Author Adrian Tchaikovsky really likes insects, so each humanoid kinden (clan, more or less) takes its essential nature from a different kind of insect. Stenwald and Cheerwell are Beetles, for example, Tisamon is a Mantis and Prince-minor Salma is a Dragonfly. Each kinden has a talent or specialty: some can fly, some are covered in barbs, and the Wasps can fire bolts of energy from their hands.
You may wonder: “how is it that the kinden remain so distinct? Wouldn’t there be intermarriages?” Yes, there are, but they are rare, thanks to racism. Which is nigh-universal and vicious. Both Totho and Tynisa are mixed-kinden. In Totho’s case, his companions pat themselves on the back for treating him like a person, although they probably would not bother if he didn’t happen to be an exceptionally talented artificer. Tynisa is half-Spider and half-Mantis. Her estranged father hates her, because she looks like her mother and because her very existence proves that he violated rules against miscegenation.
A second feature of Tchaikovsky’s odd world is that magic and mechanism are inherently opposed. A mind that can wield the arcane arts is unable to understand the simplest machine. A magic-user might be able rip out souls, but they would not be able to understand the workings of a doorknob. The opposite also appears to be true of the Apt, as the machine-using kinden call themselves. They are so unable to comprehend magic that when faced with it, they decide that it must be mere trickery. Given that Eldritch Horrors do exist and are something one could encounter while out camping, inability to accept the reality of magic is a potentially lethal blind-spot.

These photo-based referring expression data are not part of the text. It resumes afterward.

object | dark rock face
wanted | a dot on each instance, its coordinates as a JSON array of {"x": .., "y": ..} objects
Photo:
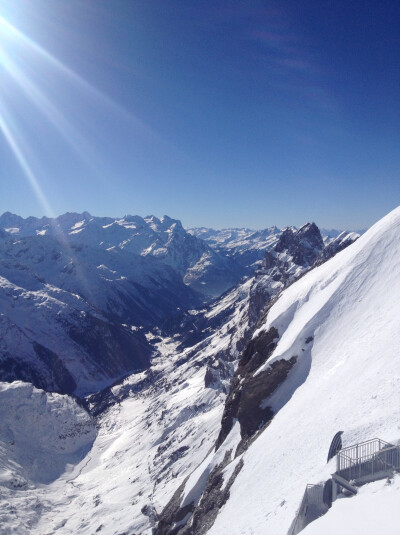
[
  {"x": 174, "y": 519},
  {"x": 245, "y": 389},
  {"x": 173, "y": 513},
  {"x": 304, "y": 245}
]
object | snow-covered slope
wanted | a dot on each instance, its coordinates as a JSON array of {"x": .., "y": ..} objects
[
  {"x": 42, "y": 436},
  {"x": 325, "y": 359}
]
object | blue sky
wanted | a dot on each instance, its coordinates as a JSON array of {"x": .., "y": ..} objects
[{"x": 219, "y": 113}]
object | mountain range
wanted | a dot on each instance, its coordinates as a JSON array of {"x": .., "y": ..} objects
[{"x": 174, "y": 408}]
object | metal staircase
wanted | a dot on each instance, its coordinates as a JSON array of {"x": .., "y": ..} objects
[{"x": 356, "y": 465}]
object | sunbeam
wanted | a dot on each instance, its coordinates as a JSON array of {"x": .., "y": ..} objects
[
  {"x": 53, "y": 115},
  {"x": 92, "y": 92},
  {"x": 21, "y": 159}
]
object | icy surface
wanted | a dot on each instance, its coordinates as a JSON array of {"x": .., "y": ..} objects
[{"x": 347, "y": 378}]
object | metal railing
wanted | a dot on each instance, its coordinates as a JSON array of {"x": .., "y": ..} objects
[
  {"x": 368, "y": 461},
  {"x": 364, "y": 450},
  {"x": 312, "y": 507}
]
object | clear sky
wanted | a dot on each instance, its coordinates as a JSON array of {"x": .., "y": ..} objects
[{"x": 219, "y": 113}]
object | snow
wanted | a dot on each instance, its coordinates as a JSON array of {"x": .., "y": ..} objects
[
  {"x": 161, "y": 429},
  {"x": 347, "y": 379},
  {"x": 374, "y": 510}
]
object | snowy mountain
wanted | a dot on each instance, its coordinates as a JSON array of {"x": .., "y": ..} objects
[
  {"x": 163, "y": 240},
  {"x": 235, "y": 414},
  {"x": 323, "y": 359},
  {"x": 244, "y": 245},
  {"x": 247, "y": 247}
]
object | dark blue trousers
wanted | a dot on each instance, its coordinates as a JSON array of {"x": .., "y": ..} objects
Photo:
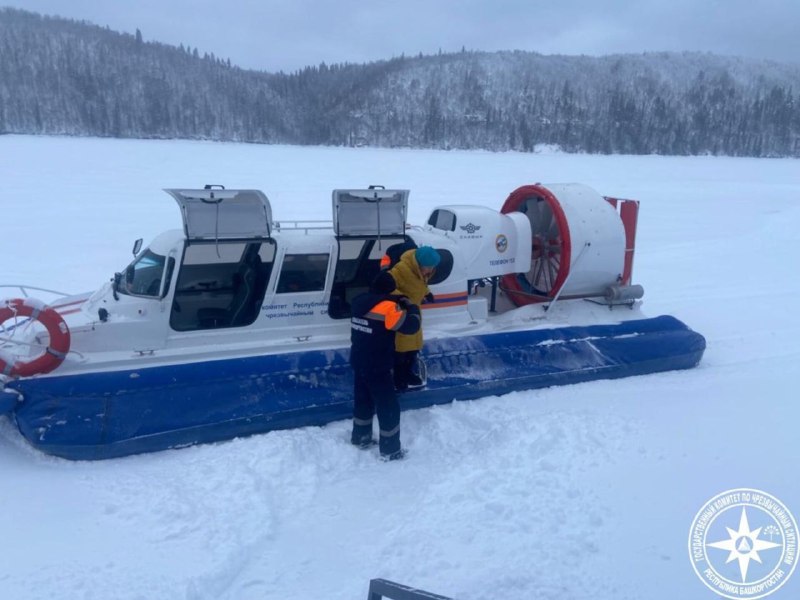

As for the political setting: this is essentially a secondary-world, fantasy, steam-punk take on what might have happened had the Mongol Army faced off against the Greek city states (ed: Sounds more like Persians versus Greeks.) In this world, technology does not make sense: people are still using cross-bows and swords, but there are also trains, airplanes and zeppelins. (Well, yeah, that’s the sort of thing I notice.)
One might read this as another “free West versus the evil East” adventure, but there are nuances. The Empire and its ways are terrible, but some of its officers flirt with being … well, good is an overstatement, but they do have morals. It is just that they do what they admit is evil in the service of what they see as the greater good. They’re not just all-conquering barbarians. They’re all conquering barbarians with a tendency toward self-justification,
Moreover, the Lowlands and the Commonweal to their north are not exactly the good guys. Institutionalized racism, for one thing. Also, while they eschew the overt slavery practiced by the Wasps, the Lowlanders are more than happy to exploit their working classes. Their rich cheerfully sell out to the Wasps. And … the magic users of the Commonweal are wilfully blind to the idea that anything new could be significant1.

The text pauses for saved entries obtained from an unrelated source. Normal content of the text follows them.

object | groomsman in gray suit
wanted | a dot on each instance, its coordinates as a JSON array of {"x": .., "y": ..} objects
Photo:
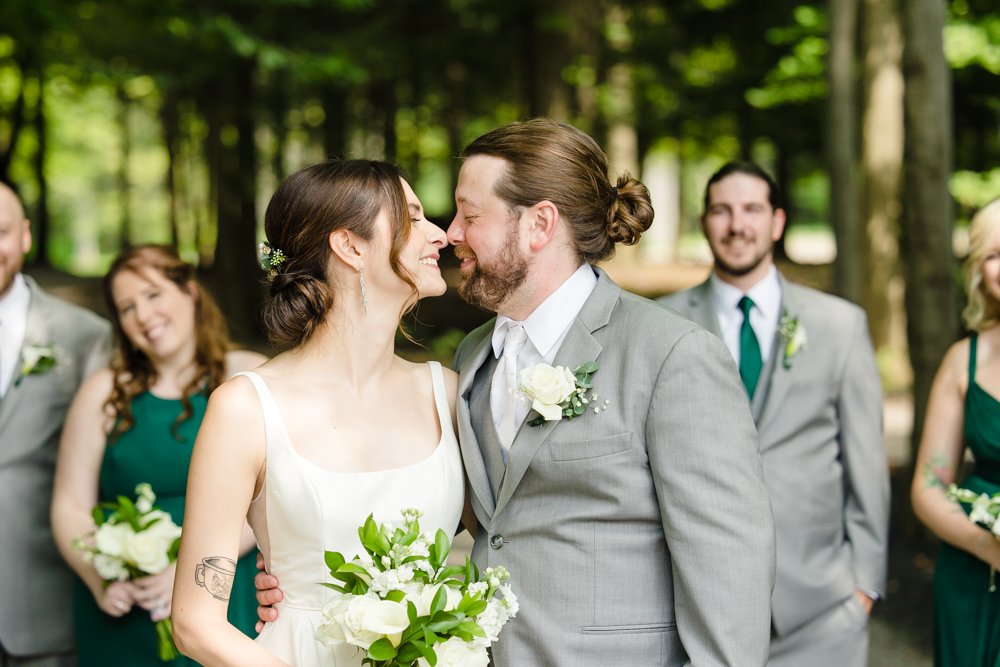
[
  {"x": 47, "y": 347},
  {"x": 807, "y": 364},
  {"x": 637, "y": 532}
]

While this is very much the first volume in an ongoing series, a decisive event occurs by the end of the book; the novel is not mere scene-setting. I also found Stenwald, Cheerwell and company, even blindly patriotic Thalric, to be an engaging lot. Will read on.
Empire in Black and Gold is available here (Amazon) and here (Chapters-Indigo).
1: Not to mention that the mages are probably serving Dark Forces. There is an evil grove of evil trees of evil that turns up at one point. I don’t want to go all Durkon Thundershield here, but never ever make a deal with an evil tree. Or a grove of evil trees.